Bir zamanlar, eski bir evde yaşayan bir genç kız vardı. Adı miray’dı . Miray’ın doğum günü yaklaşıyordu ve ailesi ona sürpriz bir parti hazırlamaya karar verdi. Parti günü gelip çattığında, miray mumları üfleyip dilek tuttu. Tam o sırada, bir büyü gerçekleşti.
Evin içinde bir ışık parıldamaya başladı ve miray’ın etrafında sihirli bir duman belirdi. Herkes şaşkınlıkla izledi. Mumları üfledikten sonra olanlar karşısında şaşkına dönen miray, birdenbire bir mağaradan aşağı yuvarlandı vekendini farklı bir dünyada buldu.
Miray, etrafına baktığında kendini büyülü bir ormanda buldu. Ağaçlar, çiçekler ve hayvanlarla doluydu. Başında mavi kurdeleli kırmızı şapkası olan bir tavşan yaklaştı ve mirayla konuşmaya başladı. Tavşan, Miray’a ormanın büyüsünün onu buraya getirdiğini söyledi. Miray, bu yeni dünyayı keşfetmek için tavşanın peşinden gitmeye karar verdi.
Tavşan miray’ı ormanda bir şelalenin yanına götürdü. Şelalede yüzen renkli balıklar ve suyun üzerinde uçuşan kelebekler vardı. Miray, bu güzellik karşısında büyülendi. Şelalenin yanında duran bir kaya üzerinde bir not buldu. Notta, “Her ne olduysa ben mumları üfledikten sonra oldu” yazıyordu.
Miray, notu okurken bir ışık gökyüzünden aşağı doğru indi ve ona doğru yaklaştı. Işık, mirayı başka bir yerde bekleyen bir maceraya götrmek üzerine içine çekti…

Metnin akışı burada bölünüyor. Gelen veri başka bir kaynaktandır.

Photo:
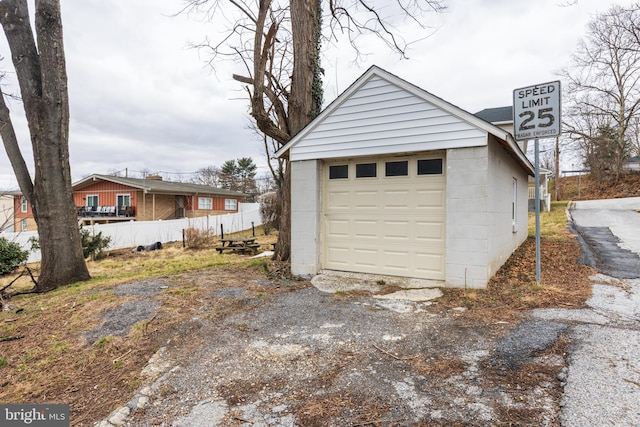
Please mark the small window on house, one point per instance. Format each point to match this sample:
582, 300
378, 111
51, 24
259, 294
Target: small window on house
396, 168
366, 170
92, 200
430, 167
123, 200
205, 203
339, 172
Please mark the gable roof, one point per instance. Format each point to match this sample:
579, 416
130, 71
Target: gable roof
157, 186
502, 136
498, 115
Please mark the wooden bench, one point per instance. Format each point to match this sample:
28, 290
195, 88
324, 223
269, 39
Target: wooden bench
241, 245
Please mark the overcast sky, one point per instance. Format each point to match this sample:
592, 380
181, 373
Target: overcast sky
141, 99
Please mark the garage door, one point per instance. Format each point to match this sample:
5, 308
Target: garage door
385, 216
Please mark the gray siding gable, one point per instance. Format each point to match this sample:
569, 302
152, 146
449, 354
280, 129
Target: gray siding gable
382, 118
381, 113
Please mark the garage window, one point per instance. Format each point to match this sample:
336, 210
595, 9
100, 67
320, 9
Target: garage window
366, 170
430, 167
396, 168
339, 172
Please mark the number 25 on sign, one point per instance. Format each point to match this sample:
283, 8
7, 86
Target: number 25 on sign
536, 111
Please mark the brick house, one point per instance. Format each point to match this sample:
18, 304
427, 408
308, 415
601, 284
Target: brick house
107, 199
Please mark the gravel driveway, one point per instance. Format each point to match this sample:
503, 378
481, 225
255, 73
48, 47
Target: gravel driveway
303, 357
289, 354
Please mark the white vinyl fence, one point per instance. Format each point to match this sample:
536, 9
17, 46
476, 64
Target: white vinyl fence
135, 233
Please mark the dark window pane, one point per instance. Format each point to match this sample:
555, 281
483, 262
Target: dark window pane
366, 170
430, 167
397, 168
339, 172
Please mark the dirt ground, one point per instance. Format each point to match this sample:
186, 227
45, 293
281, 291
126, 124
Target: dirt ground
247, 345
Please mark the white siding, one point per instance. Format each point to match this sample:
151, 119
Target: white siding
382, 118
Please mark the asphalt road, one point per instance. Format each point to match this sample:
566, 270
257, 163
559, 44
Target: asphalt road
602, 382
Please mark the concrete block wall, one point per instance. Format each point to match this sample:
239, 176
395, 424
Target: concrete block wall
306, 217
503, 169
467, 226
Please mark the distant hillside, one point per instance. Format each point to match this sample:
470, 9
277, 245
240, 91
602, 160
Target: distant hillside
627, 186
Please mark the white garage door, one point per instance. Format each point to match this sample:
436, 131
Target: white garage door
385, 216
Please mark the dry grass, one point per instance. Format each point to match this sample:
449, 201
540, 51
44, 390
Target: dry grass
49, 359
564, 282
52, 363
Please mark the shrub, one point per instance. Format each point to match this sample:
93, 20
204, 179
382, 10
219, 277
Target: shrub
198, 239
11, 256
269, 212
94, 245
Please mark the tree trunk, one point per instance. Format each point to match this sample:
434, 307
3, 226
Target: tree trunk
42, 77
305, 22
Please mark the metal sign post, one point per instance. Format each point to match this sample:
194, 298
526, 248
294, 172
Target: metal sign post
536, 114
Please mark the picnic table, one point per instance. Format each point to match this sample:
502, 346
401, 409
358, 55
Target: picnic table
238, 244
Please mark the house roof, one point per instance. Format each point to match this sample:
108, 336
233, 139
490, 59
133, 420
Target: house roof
498, 115
504, 137
157, 186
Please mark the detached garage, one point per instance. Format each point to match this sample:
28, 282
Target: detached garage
392, 180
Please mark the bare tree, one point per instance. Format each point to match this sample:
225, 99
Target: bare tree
278, 42
603, 87
42, 77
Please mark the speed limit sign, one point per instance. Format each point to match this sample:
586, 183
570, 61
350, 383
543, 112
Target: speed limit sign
536, 111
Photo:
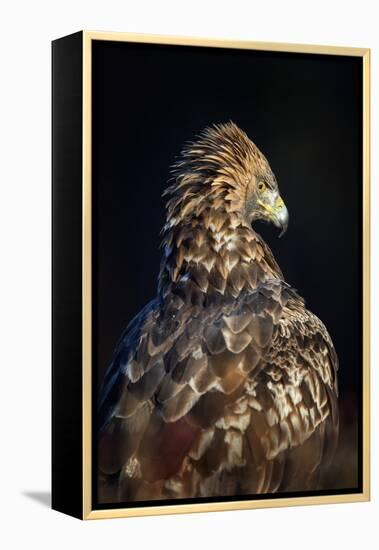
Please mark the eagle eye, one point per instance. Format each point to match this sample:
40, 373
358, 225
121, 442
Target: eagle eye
261, 186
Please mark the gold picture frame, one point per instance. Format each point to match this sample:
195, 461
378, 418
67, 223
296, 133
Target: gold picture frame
87, 511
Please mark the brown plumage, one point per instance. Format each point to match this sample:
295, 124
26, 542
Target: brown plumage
225, 384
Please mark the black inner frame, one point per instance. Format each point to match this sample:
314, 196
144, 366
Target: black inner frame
95, 374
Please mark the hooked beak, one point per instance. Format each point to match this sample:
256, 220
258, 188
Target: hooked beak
280, 219
277, 213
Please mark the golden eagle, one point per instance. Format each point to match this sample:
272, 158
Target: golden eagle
224, 384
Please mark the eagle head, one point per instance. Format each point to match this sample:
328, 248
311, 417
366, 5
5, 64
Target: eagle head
224, 170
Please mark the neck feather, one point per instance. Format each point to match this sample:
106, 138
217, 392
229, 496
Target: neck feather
216, 252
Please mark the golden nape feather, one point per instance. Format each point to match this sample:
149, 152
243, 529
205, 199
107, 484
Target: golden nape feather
225, 384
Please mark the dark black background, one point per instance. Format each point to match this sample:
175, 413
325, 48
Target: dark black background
303, 111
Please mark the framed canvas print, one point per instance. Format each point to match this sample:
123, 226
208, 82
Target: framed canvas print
200, 362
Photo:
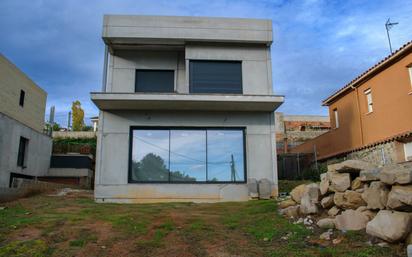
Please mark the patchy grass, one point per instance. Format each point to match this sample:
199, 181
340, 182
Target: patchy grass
288, 185
76, 226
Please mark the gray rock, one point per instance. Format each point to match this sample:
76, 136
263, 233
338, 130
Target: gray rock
391, 226
400, 198
351, 166
333, 211
339, 182
369, 174
265, 189
396, 173
351, 220
376, 195
349, 200
326, 223
252, 186
327, 201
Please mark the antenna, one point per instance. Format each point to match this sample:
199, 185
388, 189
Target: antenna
388, 26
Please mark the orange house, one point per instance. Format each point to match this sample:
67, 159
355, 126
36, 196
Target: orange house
371, 117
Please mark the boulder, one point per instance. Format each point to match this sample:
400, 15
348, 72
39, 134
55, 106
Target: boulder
291, 211
349, 200
376, 195
369, 174
265, 189
351, 166
298, 192
324, 183
391, 226
333, 211
351, 220
326, 223
327, 201
400, 198
356, 184
396, 173
253, 188
287, 203
339, 182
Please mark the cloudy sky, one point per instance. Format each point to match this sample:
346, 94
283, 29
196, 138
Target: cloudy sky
318, 45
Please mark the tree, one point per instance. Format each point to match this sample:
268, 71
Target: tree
77, 116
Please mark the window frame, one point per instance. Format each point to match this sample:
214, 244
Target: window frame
155, 92
336, 117
22, 97
214, 60
129, 170
22, 154
369, 96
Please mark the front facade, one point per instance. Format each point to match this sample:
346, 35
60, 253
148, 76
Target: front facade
186, 112
371, 116
25, 150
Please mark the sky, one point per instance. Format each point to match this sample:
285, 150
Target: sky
318, 45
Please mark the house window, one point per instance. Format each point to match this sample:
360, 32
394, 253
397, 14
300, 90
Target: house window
21, 101
215, 77
187, 155
160, 81
368, 94
410, 73
22, 154
336, 115
408, 151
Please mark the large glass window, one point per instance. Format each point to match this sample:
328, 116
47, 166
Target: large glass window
154, 81
215, 77
187, 155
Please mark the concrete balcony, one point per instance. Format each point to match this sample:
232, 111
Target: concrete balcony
186, 102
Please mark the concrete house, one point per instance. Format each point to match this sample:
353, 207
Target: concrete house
25, 150
371, 116
186, 109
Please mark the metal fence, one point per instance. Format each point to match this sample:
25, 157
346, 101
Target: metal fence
298, 166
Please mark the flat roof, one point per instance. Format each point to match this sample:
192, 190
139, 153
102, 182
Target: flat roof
186, 102
143, 29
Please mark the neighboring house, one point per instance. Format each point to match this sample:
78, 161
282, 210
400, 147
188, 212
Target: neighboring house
25, 150
371, 116
293, 130
186, 112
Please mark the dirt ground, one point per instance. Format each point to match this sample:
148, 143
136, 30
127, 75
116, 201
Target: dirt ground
73, 225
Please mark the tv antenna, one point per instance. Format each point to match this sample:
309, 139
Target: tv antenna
388, 26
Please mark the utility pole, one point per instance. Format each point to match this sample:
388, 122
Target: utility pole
69, 120
388, 26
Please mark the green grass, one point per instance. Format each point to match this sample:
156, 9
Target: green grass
78, 226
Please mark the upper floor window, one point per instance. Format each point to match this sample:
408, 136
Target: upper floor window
335, 112
161, 81
21, 101
215, 77
368, 94
22, 154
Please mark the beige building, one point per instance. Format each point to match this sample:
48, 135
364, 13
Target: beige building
25, 150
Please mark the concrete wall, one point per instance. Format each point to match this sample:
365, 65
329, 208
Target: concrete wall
256, 66
12, 81
112, 166
38, 153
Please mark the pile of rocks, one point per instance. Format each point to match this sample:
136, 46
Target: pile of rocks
356, 195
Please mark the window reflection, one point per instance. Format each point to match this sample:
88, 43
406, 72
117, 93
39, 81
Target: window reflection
225, 155
177, 155
188, 155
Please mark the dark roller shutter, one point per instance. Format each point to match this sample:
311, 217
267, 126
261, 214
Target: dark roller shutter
154, 81
216, 77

Miray, ışığın peşinden gitmeye karar verdi ve onu bilinmeyen bir diyara taşıdı. Bir anda büyülü bir şehirde buldu kendini. Sokaklar renkli ışıklarla aydınlanmış, insanlar müzik eşliğinde dans ediyor ve gülerek eğleniyordu.
Miray, şehri keşfederken bir pandomim sanatçısıyla karşılaştı. Pandomimci, miray’a şehrin sırrını açıkladı. Bu şehir, dileklerin gerçek olduğu bir yerdi. İnsanlar mumları üfledikten sonra, dilekleri gerçekleşiyordu. Miray, bunun gerçek olup olmadığını test etmek istedi ve bir dilek diledi.
Miray, bir dilek diledikten sonra etrafında yine sihirli bir duman belirdi. Bu sefer, dileği gerçekleşti. Miray, bir anda bir müzik aleti çalmayı öğrendi ve şehirdeki insanlar onun müziğini dinlemek için bir araya geldi. Miray, sevinçle müzik yaparken, şehirdeki herkesin dileklerinin gerçekleştiğini gördü.
Miray, şehirde geçirdiği zaman boyunca birçok insanla tanıştı ve onların hikayelerini dinledi. Her birinin dileği farklıydı, ama hepsi de mutluluk ve sevgiyle doluydu. Miray, bu deneyim sayesinde dileklerin gücünün ne kadar büyük olduğunu anladı.
Sonunda, eve dönmek için hazırdı. Şehirden ayrılmadan önce, herkese veda etti ve onlara teşekkür etti. Miray, mumları üfledikten sonra olan bu macerayı asla unutmayacaktı.